Maggie locked the door, then stripped down to nothing and first put on the underthings. At one time, she would have asked Noreen to leave, but her time at paramilitary camps had done away with modesty. The lingerie was German-made and quite luxurious, compared to what she usually wore. Next came a Jaeger suit and blouse, broken-in Rieker shoes with the soles rubbed in German soil, and an elegant leather handbag.
“Quite cosmopolitan,” Maggie commented.
“Forget bombs—letting that gorgeous bag go may quite literally kill me,” Noreen said.
“I promise to bring it back, safe and sound.”
“Inside, you’ll find a wallet with some Reichmarks, face powder, keys to your flat, Goethe’s Faust, and Hitler’s Mein Kampf. You’ll be given a suitcase with a few changes of clothes, your gown for the party, more undergarments, a nightgown, and toiletries, including German-brand sanitary towels, just in case.”

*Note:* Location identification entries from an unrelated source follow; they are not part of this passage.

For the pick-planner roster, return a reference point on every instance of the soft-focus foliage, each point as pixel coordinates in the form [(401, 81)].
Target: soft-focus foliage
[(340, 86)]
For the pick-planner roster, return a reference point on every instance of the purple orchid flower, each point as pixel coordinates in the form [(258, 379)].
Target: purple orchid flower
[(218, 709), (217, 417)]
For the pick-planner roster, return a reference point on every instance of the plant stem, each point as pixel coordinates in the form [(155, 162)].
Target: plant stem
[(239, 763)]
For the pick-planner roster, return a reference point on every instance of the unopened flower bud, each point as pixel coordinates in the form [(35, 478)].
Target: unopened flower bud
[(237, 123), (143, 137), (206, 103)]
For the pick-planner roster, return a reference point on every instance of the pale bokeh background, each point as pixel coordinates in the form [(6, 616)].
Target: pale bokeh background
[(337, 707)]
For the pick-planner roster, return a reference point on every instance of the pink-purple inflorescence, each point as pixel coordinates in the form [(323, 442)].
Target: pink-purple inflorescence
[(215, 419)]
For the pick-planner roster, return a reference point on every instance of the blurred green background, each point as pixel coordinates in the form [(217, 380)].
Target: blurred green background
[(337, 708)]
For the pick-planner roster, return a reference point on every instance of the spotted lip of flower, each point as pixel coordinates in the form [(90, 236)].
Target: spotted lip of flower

Noreen appraised Maggie’s face. “You don’t wear much makeup—that’s good. Nazi women don’t, just like they’re not supposed to smoke and drink—not that that stops them, of course.” She laughed. “Oh, all this luxury is wasted on you! You should see what we have picked out for the girls parachuting into France later this month—hideous dowdy things—no style at all. Smelly and scratchy. You’re very lucky.” Without missing a beat, she continued, “Nelson gave you the lipstick with the cyanide pill in it, yes? Let’s put that in there.”
Maggie transferred the gold tube with the false bottom from her bag to Margareta’s. She sniffed—the bag smelled of something both beautiful and disarming. “Oh, that’s wonderful,” she said. “What is it?”
“Jicky,” Noreen said. “There are benefits to conquering France—Jicky is Guerlain, of course. There’s a small bottle in your purse. And this is one of our best toys.” Noreen handed Maggie a red and white box of Milde Sorte cigarettes. Maggie turned it this way and that to see what it really was. “It’s a subminiature spy camera with a film cartridge, small enough to fit into a cigarette pack. Just in case you find anything useful.”
Noreen patted a chair. “Now, come, sit down. I’m going to teach you how to do your hair.” With deft fingers, she fashioned Maggie’s coppery tresses into an intricately braided updo, the latest in Germanic elegance.
“I feel like I should be dancing around a solstice bonfire,” Maggie said, turning her head back and forth and looking in the mirror of her compact. “I just hope I can replicate it.”
“You’ll have plenty of downtime with nothing to do, so you can practice.” Noreen scooped up Maggie’s clothes and folded them, then wrapped them in brown paper. “We’ll keep these safe for you,” she promised. “And it’s only four days. You’ll be back before you know it.”